Starship Prompt

I would like to share a nice ‘secret’. I want to introduce you to the Starship prompt! This is a getting started guide for Starship. I’m using Starship every day.

Starship Prompt, not to be confused with the Starship from SpaceX 😆 , is a cross-shell prompt written in Rust. The prompt works in any common shell you may already use under GNU/Linux, like Bash.

In fact, Starship prompt works under any shell under any operating system.


Why would you want to use Starship prompt in the first place? Let’s say you are already using Bash.

Well.. If you are a software engineer like myself. Starship is very useful. It extends your terminal with additional features. It’s not a replacement of Bash, instead Starship is more an addition.

Starship will display additional information of many of your projects, like Git, Java, PHP, Ruby, Rust, Scala, JavaScript / NodeJS, Python, CMake, … and many more. They call it modules within Starship.
For example Starship will show you information about when you enter a git repository using the Git modules.

Starship shows you the current git branch that is checked-out and the latest git tag. It also shows you in the terminal if you have any uncommitted changes left to commit.
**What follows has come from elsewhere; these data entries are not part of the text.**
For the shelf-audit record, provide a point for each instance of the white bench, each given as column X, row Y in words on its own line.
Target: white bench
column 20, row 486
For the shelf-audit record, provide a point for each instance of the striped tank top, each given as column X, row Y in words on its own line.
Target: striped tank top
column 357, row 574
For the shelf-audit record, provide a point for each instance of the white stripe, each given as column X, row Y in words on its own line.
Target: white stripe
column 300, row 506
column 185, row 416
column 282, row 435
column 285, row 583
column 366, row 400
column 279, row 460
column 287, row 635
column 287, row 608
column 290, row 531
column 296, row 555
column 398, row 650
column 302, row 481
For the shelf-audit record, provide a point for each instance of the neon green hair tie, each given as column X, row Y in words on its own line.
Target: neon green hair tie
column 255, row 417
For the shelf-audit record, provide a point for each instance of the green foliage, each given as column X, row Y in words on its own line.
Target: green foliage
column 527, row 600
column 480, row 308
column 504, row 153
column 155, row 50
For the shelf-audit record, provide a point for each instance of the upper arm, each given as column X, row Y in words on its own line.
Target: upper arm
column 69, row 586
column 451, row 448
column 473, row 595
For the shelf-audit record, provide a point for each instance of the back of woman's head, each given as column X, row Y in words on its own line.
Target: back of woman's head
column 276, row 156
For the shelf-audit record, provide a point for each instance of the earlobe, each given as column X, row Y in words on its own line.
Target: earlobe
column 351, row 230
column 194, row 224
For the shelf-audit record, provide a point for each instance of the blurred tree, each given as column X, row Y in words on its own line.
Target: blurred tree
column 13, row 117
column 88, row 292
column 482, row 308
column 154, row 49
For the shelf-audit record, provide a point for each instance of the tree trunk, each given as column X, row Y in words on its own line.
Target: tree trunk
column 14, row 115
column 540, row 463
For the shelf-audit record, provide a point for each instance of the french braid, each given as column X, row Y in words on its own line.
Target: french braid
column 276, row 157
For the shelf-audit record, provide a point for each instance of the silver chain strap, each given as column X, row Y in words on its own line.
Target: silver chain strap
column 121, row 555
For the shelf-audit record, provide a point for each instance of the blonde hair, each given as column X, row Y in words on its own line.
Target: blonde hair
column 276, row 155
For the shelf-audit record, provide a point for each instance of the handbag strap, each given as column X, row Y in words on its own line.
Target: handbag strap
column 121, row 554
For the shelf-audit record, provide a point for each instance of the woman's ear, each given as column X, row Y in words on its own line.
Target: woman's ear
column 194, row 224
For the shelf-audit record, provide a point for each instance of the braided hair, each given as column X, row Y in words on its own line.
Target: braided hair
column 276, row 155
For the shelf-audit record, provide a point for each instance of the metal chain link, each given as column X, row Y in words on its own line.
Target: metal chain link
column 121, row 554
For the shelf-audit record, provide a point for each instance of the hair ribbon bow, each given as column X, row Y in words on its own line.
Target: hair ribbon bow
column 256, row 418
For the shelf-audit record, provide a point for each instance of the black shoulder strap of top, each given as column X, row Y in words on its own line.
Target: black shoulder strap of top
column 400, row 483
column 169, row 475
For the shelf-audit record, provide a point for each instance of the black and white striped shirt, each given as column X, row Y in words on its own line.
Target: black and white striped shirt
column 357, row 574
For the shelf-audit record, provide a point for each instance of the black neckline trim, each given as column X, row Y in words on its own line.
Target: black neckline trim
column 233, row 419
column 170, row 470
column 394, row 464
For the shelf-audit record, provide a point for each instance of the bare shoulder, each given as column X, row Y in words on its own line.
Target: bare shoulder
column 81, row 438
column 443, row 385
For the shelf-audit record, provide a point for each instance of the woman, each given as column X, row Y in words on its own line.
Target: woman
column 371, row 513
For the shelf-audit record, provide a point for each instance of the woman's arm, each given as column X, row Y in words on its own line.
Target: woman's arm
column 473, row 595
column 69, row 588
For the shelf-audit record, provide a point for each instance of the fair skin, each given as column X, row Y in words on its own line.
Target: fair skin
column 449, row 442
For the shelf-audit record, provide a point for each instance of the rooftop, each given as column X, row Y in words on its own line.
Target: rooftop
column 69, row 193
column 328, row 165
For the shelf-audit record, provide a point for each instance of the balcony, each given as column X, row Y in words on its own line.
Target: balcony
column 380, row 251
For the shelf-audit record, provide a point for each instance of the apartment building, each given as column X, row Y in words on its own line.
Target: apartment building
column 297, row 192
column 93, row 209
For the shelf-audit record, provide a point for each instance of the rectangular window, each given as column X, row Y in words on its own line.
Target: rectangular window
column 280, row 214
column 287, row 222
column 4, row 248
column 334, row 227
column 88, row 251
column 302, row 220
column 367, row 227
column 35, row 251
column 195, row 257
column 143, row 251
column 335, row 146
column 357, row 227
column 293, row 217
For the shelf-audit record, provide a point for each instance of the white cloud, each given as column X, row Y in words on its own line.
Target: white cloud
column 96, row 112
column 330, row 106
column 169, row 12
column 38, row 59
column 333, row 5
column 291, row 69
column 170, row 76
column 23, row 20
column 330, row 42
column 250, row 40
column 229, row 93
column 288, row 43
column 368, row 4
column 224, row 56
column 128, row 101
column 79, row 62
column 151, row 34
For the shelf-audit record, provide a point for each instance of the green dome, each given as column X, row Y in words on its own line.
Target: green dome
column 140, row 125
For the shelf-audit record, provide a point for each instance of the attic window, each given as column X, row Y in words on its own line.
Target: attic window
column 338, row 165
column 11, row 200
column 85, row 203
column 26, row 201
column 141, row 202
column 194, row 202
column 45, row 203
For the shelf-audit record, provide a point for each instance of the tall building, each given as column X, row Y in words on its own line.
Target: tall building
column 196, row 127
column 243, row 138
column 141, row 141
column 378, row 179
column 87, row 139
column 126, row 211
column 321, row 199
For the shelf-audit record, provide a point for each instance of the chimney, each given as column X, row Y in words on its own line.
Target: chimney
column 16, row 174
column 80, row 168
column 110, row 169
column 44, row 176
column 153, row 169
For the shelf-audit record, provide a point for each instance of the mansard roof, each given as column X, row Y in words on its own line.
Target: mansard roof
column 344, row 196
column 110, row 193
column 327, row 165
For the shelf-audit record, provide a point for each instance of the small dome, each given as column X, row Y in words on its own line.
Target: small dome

As well as if there are git commits that still need to be pushed, using the git status module.

Starship live in action
Starship live in action

Getting started

Download and install the Startship prompt with the terminal via:

sh -c "$(curl -fsSL"

Now add Starship to your favorite shell (example below is for the Bash shell).
Add the following line to the end of the ~/.bashrc file:

eval "$(starship init bash)"

Now, close your terminal and reopen a new terminal window. And Voilà!

You are running Starship!

Note: If you are running into font / icon issues, try installing a nerd font, to be sure you have all the icons available within the terminal.


The default configuration is actually pretty good already. That being said, Starship offers a ton of configuration options to customize your experience. So again, the following section is optionally.

Did you know?

There are general configuration settings for Starship, but almost each Starship module has additional configuration options available.

If you want to adapt the Starship configuration, create a new file: ~/.config/starship.toml.

The content of this file is up to you. See the Configuration docs web page fore more info. An example of the content of starship.toml:

# Increase Starship command scan & duration time-outs
scan_timeout = 80
command_timeout = 1000

# Do not add new line
add_newline = false

# Do not truncate the directory listing
truncation_length = 0

# Show even very fast command executions in terminal (in ms)
min_time = 5
show_milliseconds = true

Restarting your terminal should apply the new changes.

Hint: Check-out my my dotfiles repository as well. This git repository contains more files besides my startship.toml file.

If you are still reading this, try out Fish shell as well 🙂 . Yes, Starship works perfectly fine under Fish shell.